Em outra entrevista, de 2013, afirma: “O cinema foi e é modelo consciente ou inconsciente de minhas canções.”

Entre outros momentos, Leal destaca a ligação entre as duas artes nos discos “Transa” (1972) e “Araçá azul” (1973).

— A colagem, todos os recursos de vanguarda, ele transporta para a música. Vem do cinema esse tipo de procedimento — diz o jornalista.

Oscilações

Caetano não costuma transformar suas impressões sobre as coisas em dogmas. Muda de opinião de quando em quando. É o que também acontece em relação ao cinema, na visão de Sombra:

— Há certa oscilação entre adesão a filmes artisticamente ambiciosos e a filmes de caráter industrial. No início, ele é muito refratário ao cinema hollywoodiano. Já no tropicalismo, diz que preferia os filmes de 007 aos filmes de arte. Depois, retorna ao momento anterior, incomodado com o domínio avassalador de Hollywood. Depois, nos textos do GLOBO, diz que se acostumou tanto a ver filmes falados em inglês que sentia até uma estranheza em ouvir outras línguas.

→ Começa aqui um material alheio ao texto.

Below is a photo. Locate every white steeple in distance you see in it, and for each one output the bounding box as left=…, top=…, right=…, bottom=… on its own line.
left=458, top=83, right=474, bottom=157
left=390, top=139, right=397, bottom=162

Em meio a uma rotina intensa de shows e gravações, Caetano não assiste a muitos filmes hoje, muito menos em salas de cinema, como preferia:

— Não vejo tanto quanto via quando era jovem. Há a música e a idade. Às vezes revejo filmes no computador, mas mesmo isso não é muito. Recentemente gostei de “Maestro” (de Bradley Cooper) e de “Sem coração” (de Nara Normande e Tião).